Unavoidably, the action scenes are spectacular, chiefly due to the choreography and less to the special effects. The introductory scene, the massacre in the club and the final one are the foremost prominent.
7. Enter the Dragon (Robert Clouse, 1973)
A film that was already destined to be memorable, due to its quality, the fact that it was Bruce Lee’s sole English-speaking role and the fact that the director was completely deaf, reached a mythical status, due to the death of its protagonist before the shooting had completed.
A drug trafficking organization assassinates Lee’s sister, and he swears to avenge her. In order to accomplish that, he cooperates with English intelligence and eventually manages to enter a tournament organized by the crime ring, on a secluded island.

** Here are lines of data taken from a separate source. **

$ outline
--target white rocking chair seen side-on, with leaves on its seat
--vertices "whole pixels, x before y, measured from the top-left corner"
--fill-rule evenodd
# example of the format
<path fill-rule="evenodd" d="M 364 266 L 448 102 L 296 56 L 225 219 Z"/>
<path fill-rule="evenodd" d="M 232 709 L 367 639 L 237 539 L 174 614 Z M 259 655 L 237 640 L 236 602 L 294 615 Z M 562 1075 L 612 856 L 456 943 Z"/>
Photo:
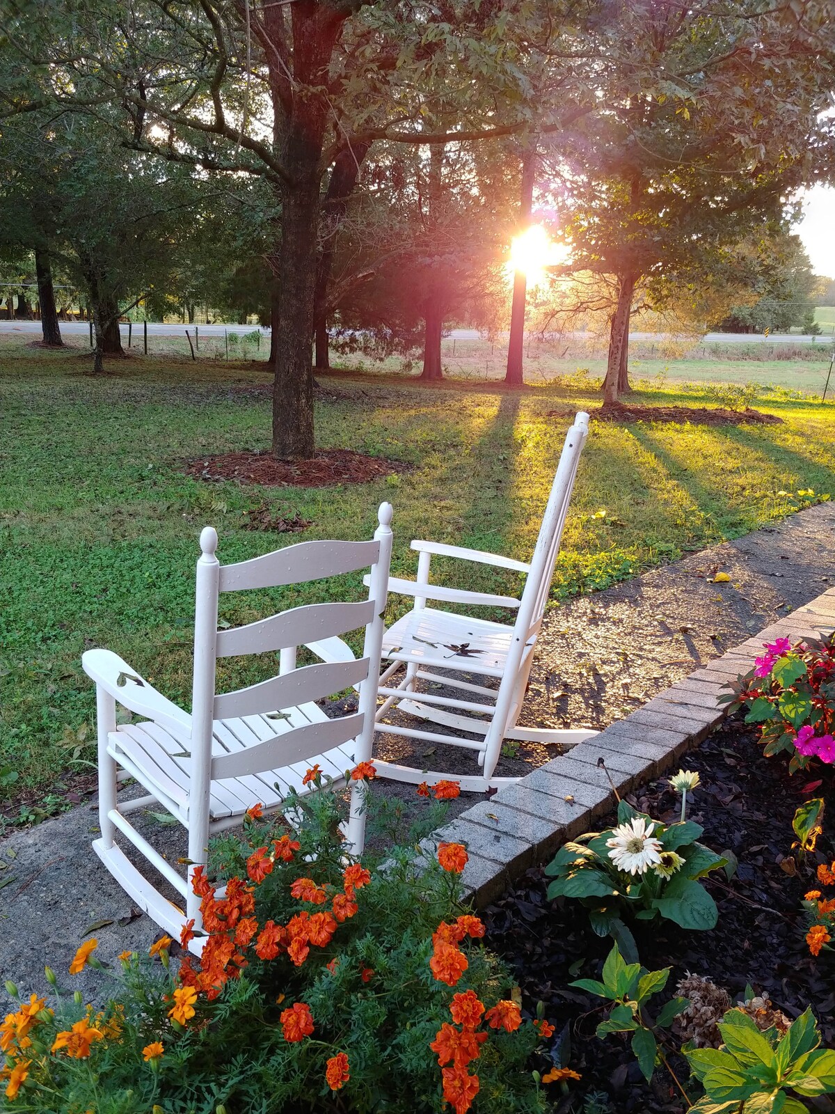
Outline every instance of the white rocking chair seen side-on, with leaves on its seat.
<path fill-rule="evenodd" d="M 380 677 L 379 692 L 384 701 L 377 709 L 377 731 L 425 743 L 445 743 L 475 751 L 483 773 L 461 775 L 439 773 L 375 758 L 374 766 L 380 776 L 406 782 L 454 779 L 462 790 L 484 792 L 488 788 L 518 780 L 493 776 L 505 739 L 560 743 L 569 747 L 597 734 L 596 731 L 551 731 L 517 726 L 548 602 L 577 466 L 588 432 L 589 416 L 580 412 L 566 437 L 530 565 L 510 557 L 464 549 L 460 546 L 413 541 L 412 549 L 416 549 L 420 554 L 416 582 L 396 578 L 389 580 L 390 593 L 414 596 L 415 599 L 412 610 L 397 619 L 383 637 L 383 656 L 392 664 L 383 670 Z M 433 554 L 527 573 L 521 599 L 430 584 L 430 560 Z M 513 626 L 490 623 L 428 607 L 428 599 L 470 606 L 514 608 L 517 618 Z M 444 671 L 442 675 L 432 672 L 439 668 Z M 400 684 L 394 686 L 390 681 L 400 670 L 404 670 L 405 673 Z M 491 688 L 473 684 L 471 681 L 453 678 L 449 676 L 449 671 L 494 677 L 499 680 L 499 686 Z M 419 680 L 434 682 L 448 691 L 460 691 L 461 696 L 435 695 L 434 692 L 426 692 L 425 686 L 424 690 L 418 691 L 415 686 Z M 468 700 L 469 694 L 479 696 L 480 701 L 477 702 L 472 697 Z M 462 737 L 460 734 L 450 734 L 439 729 L 424 731 L 387 723 L 385 716 L 392 707 L 422 720 L 433 721 L 440 729 L 451 727 L 455 732 L 463 731 L 477 737 Z"/>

This is another film of the genre where the script, the direction and the acting appear solely to place a story behind the action scenes. However, with Bruce Lee in top form, “Enter the Dragon” need not do anything else, apart from letting him shine in the fighting scenes, chiefly the mythical ending scene, where he faces the evil boss in a room full of mirrors.
Being a co-production of Hong Kong and USA, the film made a global star out of Bruce Lee, although post-mortem.